Anja Schonlau

Wokeness‹ literaturwissenschaftlich korrekt. Der Routledge-Companion zu affect studies und Emotionsforschung

Patrick Colm Hogan, Bradley J. Irish, Lalita Pandit Hogan (Hg.), The Routledge Companion to Literature and Emotion. London/New York: Routledge 2022. 514 S. [Preis: GBP £35.19]. ISBN: 978-0-367-80984-3.

Die seit den 90er Jahren prosperierende Emotionsforschung ist mittlerweile nicht mehr vollständig überschaubar. In diesem überbordenden Forschungsfeld sind in den letzten Jahren in Deutschland und international umfangreiche Handbücher erschienen. Sie sind gleichermaßen ein Symptom dieser Entwicklung wie eine wichtige Orientierungshilfe – so auch der britische Routledge Companion to Literature and Emotion von 2022. Die wissenschaftlich entscheidende Trennlinie im Forschungsfeld ›Emotion/Affekt‹ verläuft seit den Anfängen zwischen postmodernen und nicht postmodernen Ansätzen. Über die entsprechende Ausrichtung der Handbücher informiert üblicherweise die Entscheidung für die Oberbegriffe ›emotion‹ oder ›affect‹ im Titel. Wer sich in der internationalen Literaturwissenschaft auf ›affect‹ beruft, steht methodisch der Postmoderne nahe. Die deutsche Frühe-Neuzeit-Forschung arbeitet unabhängig von der Methode mit ›Affekt‹ als Hyperonym, weil in diesem Forschungszeitraum ausschließlich ›Affekt‹ als Oberbegriff fungiert. Wer ›emotion‹ oder ›Emotion‹ verwendet, kann sowohl postmoderne Ansätze vertreten als auch zur Gegenseite gehören und damit zu denen, die eine kulturwissenschaftliche Entgrenzung des Textbegriffs ablehnen und eine methodengeleitete Textanalyse für den seriösesten Weg zur literaturwissenschaftlichen Erkenntnis halten. Diese Differenzierung gilt allerdings nicht für eine britische Publikation wie den Routledge Companion; sowohl die britische Frühe-Neuzeit-Forschung als auch die britische Literaturwissenschaft insgesamt verwendet ›affect‹ und ›emotion‹.

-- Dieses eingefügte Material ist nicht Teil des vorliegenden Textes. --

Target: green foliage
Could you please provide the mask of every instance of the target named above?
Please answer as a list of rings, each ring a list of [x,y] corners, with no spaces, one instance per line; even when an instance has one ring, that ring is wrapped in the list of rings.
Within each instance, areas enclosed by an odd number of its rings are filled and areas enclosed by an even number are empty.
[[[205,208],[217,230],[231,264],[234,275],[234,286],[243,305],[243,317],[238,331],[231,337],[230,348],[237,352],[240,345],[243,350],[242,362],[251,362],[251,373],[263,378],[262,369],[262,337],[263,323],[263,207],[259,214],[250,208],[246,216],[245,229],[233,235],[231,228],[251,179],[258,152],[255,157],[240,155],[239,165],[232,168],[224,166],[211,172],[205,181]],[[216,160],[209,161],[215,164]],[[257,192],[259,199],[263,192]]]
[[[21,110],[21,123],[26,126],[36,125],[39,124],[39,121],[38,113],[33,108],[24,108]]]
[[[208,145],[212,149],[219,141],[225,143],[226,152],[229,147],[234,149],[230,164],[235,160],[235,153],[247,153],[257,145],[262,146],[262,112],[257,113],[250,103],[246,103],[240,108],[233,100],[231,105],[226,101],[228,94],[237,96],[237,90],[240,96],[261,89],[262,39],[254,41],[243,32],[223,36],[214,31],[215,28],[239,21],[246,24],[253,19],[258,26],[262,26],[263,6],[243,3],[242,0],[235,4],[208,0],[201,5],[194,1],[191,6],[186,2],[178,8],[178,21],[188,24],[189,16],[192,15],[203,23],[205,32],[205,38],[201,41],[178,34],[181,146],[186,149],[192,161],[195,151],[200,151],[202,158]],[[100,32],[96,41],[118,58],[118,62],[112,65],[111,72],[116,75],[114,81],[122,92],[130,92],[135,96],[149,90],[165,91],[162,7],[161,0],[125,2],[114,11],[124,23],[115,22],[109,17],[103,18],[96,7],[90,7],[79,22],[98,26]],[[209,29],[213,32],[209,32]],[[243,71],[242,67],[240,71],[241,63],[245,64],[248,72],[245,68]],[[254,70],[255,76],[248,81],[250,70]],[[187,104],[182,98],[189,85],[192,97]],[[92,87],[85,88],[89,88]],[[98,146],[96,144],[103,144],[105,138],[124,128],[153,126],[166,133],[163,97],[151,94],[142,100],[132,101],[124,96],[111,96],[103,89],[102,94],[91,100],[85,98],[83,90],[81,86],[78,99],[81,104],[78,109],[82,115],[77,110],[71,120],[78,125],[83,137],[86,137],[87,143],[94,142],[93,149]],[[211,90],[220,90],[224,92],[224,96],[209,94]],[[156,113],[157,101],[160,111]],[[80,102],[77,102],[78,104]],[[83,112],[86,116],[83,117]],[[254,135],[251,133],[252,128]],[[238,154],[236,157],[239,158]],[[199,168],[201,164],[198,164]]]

Allerdings wird der Routledge Companion mit dem Amerikaner Patrick Colm Hogan und dem Briten Bradley J. Irish von mindestens zwei Herausgebern verantwortet, die sich in der Einleitung offensiv zu den affect studies bzw. der affect theory postmodern-psychoanalytischer Provenienz bekennen und diesen Ansatz systematisch mit neurowissenschaftlicher Forschung verbinden. Für diese Position steht durch seine Forschung vor allem Hogan; sein Mitherausgeber, der Frühe-Neuzeit-Forscher Irish, hat interdisziplinäre Emotionsforschung mit kognitionspsychologischer Ausrichtung publiziert. Welche Methode die amerikanische Anglistin Lalita Pandit Hogan als dritte Herausgeberin des Kompendiums vertritt, lässt sich indirekt aus ihren beiden Beiträgen (Nr. 13 u. 35) erschließen, in denen sie ein aktuelles Verständnis von Vertrauen z.T. kognitionspsychologisch und z.T. postmodern orientiert auf Shakespeare anwendet.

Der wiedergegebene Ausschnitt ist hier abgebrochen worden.